Why use nn.GRU AND loop over sequence in PyTorch tutorial?

rschaefer · July 3, 2020, 9:00am

Hi there,

I am referring to the following tutorial: https://pytorch.org/tutorials/intermediate/seq2seq_translation_tutorial.html

In this tutorial, a machine translation model is built using nn.GRU. If I am right, nn.GRU can be used on the whole sequence at once, whereas nn.GRUCell is just one cell. In order to use nn.GRUCell you would need to loop over the sequence.

What is confusing me, is that in the tutorial they loop over the sequence AND use the nn.GRU.

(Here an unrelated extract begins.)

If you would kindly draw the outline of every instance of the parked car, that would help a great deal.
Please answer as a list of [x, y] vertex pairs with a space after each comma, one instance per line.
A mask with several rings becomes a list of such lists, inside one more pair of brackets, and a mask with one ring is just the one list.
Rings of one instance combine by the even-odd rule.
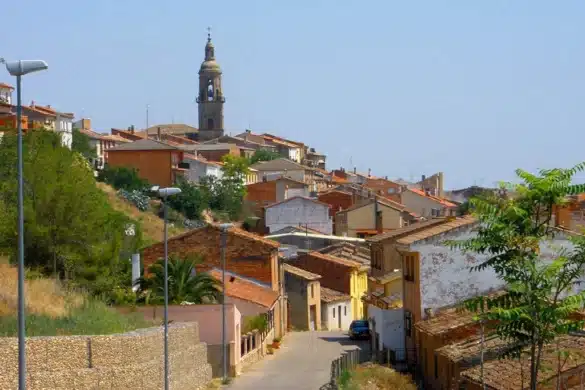
[[366, 320], [354, 320], [349, 325], [349, 338], [369, 339], [370, 338], [370, 323]]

Any help to solve this confusion is appreciated.

Best,
Robin

vdw · July 3, 2020, 9:20am

I think that got asked before. I also don’t see why the encoding is done via a loop and and not giving the GRU layer the full sentence.

I assume one could in principle use a GRUCell. The only difference when it comes to feeding it step by step is that GRU supports multiple layers, but I don’t even know if this is meaningful without the full sequence.

I’m also pretty sure that the first version of the tutorial didn’t use a loop for the encoding since I also used the tutorial as a template back then.

rschaefer · July 3, 2020, 9:54am

Yes, I saw a topic wondering about the same thing, but it was not really answered, only confirmed, and as it was some time ago I thought I should ask again.

I implemented a model based on the tutorial, too, and it converged pretty well. So from that perspective, as long as it is working I may stick to that implementation. I was wondering if it’s just about processing time in the end: if you feed only one step of the sequence into nn.GRU the internal loop is redundant and may need some extra time.